Statins have pleiotropic effects. Although the exact mechanism behind the effect of statins in AKI patients is not clear, some animal studies may provide clues. A rat study indicated that atorvastatin use could reduce endoplasmic reticulum stress and apoptosis [29], and another demonstrated that pravastatin reduced urinary protein excretion and retained the renal function and expression of nephrin in doxorubicin-induced nephropathy rats, concluding that pravastatin protects from and treats adriamycin-induced renal injury [30]. These studies suggest different mechanisms of action for statins in AKI, but this is a question which deserves further research.

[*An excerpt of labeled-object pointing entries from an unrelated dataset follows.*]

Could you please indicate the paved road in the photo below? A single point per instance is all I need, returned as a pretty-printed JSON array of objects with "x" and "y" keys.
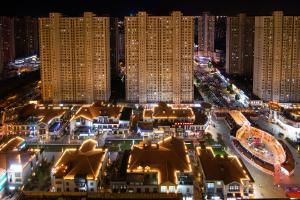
[{"x": 264, "y": 183}]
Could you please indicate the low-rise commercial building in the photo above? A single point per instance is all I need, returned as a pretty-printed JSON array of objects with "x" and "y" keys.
[
  {"x": 16, "y": 163},
  {"x": 99, "y": 118},
  {"x": 224, "y": 177},
  {"x": 34, "y": 119},
  {"x": 163, "y": 120},
  {"x": 162, "y": 167},
  {"x": 79, "y": 170},
  {"x": 287, "y": 116}
]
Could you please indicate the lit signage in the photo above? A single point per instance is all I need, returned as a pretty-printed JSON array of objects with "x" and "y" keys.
[{"x": 16, "y": 167}]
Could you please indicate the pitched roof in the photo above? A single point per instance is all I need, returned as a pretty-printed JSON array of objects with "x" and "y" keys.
[
  {"x": 167, "y": 157},
  {"x": 228, "y": 168},
  {"x": 86, "y": 161}
]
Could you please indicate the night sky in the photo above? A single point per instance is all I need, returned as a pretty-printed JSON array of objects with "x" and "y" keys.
[{"x": 155, "y": 7}]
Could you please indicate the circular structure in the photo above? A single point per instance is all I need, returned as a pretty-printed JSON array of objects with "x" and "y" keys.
[{"x": 261, "y": 144}]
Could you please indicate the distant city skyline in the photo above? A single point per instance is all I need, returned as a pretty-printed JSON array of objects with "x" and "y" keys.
[{"x": 128, "y": 7}]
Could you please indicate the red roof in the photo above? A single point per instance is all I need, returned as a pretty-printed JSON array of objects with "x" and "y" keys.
[{"x": 293, "y": 194}]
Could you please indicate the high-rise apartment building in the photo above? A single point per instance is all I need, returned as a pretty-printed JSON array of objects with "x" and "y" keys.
[
  {"x": 276, "y": 74},
  {"x": 75, "y": 61},
  {"x": 1, "y": 50},
  {"x": 121, "y": 40},
  {"x": 26, "y": 36},
  {"x": 114, "y": 45},
  {"x": 240, "y": 45},
  {"x": 206, "y": 34},
  {"x": 159, "y": 58},
  {"x": 7, "y": 46}
]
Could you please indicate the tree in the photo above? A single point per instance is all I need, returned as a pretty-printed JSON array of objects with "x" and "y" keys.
[{"x": 237, "y": 97}]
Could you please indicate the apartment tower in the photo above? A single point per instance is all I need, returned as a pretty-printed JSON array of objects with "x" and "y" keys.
[
  {"x": 7, "y": 41},
  {"x": 240, "y": 45},
  {"x": 75, "y": 61},
  {"x": 26, "y": 36},
  {"x": 206, "y": 34},
  {"x": 159, "y": 58},
  {"x": 276, "y": 75}
]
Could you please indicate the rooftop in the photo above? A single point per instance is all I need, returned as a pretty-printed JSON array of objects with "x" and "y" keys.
[
  {"x": 227, "y": 168},
  {"x": 12, "y": 144},
  {"x": 165, "y": 111},
  {"x": 99, "y": 109},
  {"x": 145, "y": 126},
  {"x": 11, "y": 154},
  {"x": 166, "y": 157},
  {"x": 200, "y": 117},
  {"x": 85, "y": 161},
  {"x": 32, "y": 113},
  {"x": 126, "y": 114}
]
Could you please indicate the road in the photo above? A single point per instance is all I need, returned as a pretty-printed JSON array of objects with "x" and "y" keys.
[{"x": 264, "y": 183}]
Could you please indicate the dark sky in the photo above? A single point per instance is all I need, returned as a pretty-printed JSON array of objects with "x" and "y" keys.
[{"x": 126, "y": 7}]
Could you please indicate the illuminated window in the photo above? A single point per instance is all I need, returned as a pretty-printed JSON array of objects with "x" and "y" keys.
[
  {"x": 163, "y": 188},
  {"x": 210, "y": 185}
]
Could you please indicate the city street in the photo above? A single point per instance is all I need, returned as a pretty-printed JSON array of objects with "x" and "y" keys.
[{"x": 264, "y": 184}]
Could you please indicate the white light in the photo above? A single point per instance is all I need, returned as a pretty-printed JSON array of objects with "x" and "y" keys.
[
  {"x": 11, "y": 187},
  {"x": 16, "y": 167}
]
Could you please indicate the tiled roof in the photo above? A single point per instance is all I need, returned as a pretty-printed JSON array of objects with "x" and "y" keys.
[
  {"x": 95, "y": 110},
  {"x": 165, "y": 111},
  {"x": 86, "y": 161},
  {"x": 32, "y": 113},
  {"x": 167, "y": 157},
  {"x": 227, "y": 169}
]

Since this is an observational study, many variables were imbalance between the two groups, we utilized PS matching and weighting approaches, which ensure that patients were pseudo-randomized across two groups, as in a typical randomized controlled trial. Considering the possible interactions between variables, we also used the GBM model with PS weighting. GBM models can automatically find the relationships between covariates, such that we did not need to set the interaction between covariates. By PS methods, the conclusions were consistent with the multivariable model, proving that the results were robust.
Our study has some limitations: (1) The study is a retrospective observational study using existing data and not randomized. Although we extracted some related covariates and conducted three sensitivity analyses with PS methods, unobserved confounders may still exist that could lead to bias in the results. (2) Some individuals may have non-recorded pre-ICU statin use; which cannot be checked. (3) Some covariates in the data were missing, and multiple imputations were used for the missing values. This might have led to different results. For this reason, we conducted an analysis using the complete data set without missing values, obtaining consistent results (supplemental file Table S4). (4) We did not conduct a long-term effect analysis because the database did not have complete long-term follow-up, so we focused on 30-day mortality.